Doosan has started construction on Nghi Son 2
According to Pulse News South Korea’s Doosan Heavy Industries & Construction Co. has finally commenced the delayed construction of Nghi Son 2 after it received an advanced payment of $170 million for a $1.6 billion deal it won in 2014.
The project exists of two 665 megawatt thermal power generation plants in the city of Thanh Hoa. Doosan, Korea’s largest power plant equipment maker, will aim to complete the construction by July, 2022.

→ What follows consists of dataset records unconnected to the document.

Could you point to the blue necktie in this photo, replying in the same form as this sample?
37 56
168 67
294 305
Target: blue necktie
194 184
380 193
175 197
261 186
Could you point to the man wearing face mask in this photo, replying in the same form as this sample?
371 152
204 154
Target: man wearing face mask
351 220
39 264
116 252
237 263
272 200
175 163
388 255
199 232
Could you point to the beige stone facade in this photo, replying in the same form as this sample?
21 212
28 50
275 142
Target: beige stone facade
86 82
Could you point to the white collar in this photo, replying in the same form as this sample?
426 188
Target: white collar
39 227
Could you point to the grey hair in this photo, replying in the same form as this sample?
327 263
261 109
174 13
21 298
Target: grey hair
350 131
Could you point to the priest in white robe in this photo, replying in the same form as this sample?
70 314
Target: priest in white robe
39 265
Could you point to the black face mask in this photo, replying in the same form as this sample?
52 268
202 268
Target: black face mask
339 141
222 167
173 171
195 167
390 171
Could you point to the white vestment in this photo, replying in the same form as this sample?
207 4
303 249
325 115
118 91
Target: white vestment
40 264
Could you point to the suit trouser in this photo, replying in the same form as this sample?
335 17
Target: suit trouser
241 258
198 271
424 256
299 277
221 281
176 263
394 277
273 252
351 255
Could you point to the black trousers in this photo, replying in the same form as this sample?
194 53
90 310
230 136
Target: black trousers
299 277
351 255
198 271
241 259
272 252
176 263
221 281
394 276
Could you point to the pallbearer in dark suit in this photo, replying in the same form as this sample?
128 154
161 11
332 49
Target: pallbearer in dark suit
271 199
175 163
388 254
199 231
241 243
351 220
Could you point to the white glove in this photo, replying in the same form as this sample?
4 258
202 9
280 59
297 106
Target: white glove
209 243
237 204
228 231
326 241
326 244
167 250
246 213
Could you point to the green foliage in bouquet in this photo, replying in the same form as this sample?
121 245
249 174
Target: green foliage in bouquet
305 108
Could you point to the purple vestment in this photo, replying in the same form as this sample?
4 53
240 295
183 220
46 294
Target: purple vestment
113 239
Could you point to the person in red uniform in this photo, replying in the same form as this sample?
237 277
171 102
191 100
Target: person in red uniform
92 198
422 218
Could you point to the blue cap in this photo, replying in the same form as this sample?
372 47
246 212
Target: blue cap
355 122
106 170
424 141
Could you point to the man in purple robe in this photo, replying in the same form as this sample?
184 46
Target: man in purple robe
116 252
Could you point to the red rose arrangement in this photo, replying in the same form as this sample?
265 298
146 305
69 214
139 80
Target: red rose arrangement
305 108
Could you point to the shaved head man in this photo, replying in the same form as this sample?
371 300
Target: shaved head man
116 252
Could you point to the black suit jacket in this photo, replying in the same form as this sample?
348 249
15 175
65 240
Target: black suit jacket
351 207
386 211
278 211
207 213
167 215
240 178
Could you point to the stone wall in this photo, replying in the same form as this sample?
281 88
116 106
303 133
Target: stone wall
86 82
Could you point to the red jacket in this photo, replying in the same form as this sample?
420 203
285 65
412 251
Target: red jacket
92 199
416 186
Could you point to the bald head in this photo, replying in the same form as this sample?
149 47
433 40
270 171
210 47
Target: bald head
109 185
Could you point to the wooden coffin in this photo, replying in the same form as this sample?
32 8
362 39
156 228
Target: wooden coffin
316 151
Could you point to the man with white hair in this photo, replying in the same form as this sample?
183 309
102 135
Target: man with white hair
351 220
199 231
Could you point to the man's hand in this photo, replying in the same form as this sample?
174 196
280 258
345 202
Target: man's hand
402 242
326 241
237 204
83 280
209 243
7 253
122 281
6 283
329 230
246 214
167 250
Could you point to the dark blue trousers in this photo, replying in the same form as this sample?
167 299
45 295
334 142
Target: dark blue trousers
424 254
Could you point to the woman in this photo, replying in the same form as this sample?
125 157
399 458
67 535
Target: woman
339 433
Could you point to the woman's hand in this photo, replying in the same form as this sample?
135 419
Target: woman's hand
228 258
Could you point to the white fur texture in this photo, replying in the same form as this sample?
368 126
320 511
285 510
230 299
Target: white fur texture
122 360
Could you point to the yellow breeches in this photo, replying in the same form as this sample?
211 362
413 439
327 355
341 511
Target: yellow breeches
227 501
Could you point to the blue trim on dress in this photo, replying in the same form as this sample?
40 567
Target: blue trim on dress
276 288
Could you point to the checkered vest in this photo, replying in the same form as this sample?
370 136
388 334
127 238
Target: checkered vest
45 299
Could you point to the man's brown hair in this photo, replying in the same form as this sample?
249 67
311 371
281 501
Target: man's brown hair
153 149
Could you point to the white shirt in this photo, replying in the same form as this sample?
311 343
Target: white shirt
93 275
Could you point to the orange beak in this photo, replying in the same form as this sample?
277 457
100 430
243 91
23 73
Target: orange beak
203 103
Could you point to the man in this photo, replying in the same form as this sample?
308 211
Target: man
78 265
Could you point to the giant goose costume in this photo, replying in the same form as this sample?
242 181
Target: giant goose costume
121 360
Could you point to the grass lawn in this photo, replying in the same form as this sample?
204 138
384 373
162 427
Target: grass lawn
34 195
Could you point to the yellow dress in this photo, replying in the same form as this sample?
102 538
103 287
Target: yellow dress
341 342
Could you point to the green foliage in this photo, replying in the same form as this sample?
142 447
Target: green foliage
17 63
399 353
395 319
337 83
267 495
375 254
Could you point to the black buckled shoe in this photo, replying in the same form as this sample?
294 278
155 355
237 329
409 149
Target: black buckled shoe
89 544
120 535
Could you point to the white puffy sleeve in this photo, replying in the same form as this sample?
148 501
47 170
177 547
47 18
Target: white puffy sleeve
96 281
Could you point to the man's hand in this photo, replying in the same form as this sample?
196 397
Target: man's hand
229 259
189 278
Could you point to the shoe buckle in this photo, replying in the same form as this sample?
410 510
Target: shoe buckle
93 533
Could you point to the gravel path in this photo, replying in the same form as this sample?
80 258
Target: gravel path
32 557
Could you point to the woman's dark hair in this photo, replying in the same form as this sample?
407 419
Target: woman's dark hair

Financial close reached on project
The 1,200 megawatt Vietnam coal plant gets funding, but Standard Chartered pulls out over climate policy conflict. The London-headquartered bank withdrew from the US$1.87 billion coal-fired power plant’s financing consortium, but eight other banks, including Singapore’s OCBC and DBS and Malaysia’s Maybank, ensured the deal was closed (eco-business.com).
The project requires an investment of approximately USD 1,869 million. The project sponsors, KEPCO and the Marubeni Corporation will finance the project on a 80:20 debt to equity ratio. KEPCO announced that 75% of the project's first year will be financed by the Korean Export-Import bank (KEPCO), through project financing. JBIC has signed a loan agreement for USD 560 million in project finance.
The loan is co-financed with the Export-Import Bank of Korea (KEXIM), Sumitomo Mitsui Banking Corporation, MUFG Bank, Ltd., Mizuho Bank, Ltd., Shinsei Bank, Ltd., Oversea-Chinese Banking Corporation, Ltd., DBS Bank, Ltd., and Malayan Banking Berhad, with a total co-financing amount of approximately USD 1,869 million. JBIC and KEXIM provide political risk guarantee for the portion of the loan financed by private financial institutions.
Standard Chartered, which was initially listed as one of the co financiers of the project, withdrew from the final deal, with indications that this was because the project was in violation of its policies.
The Nghi Son 2 project is sponsored by KEPCO and Marubeni.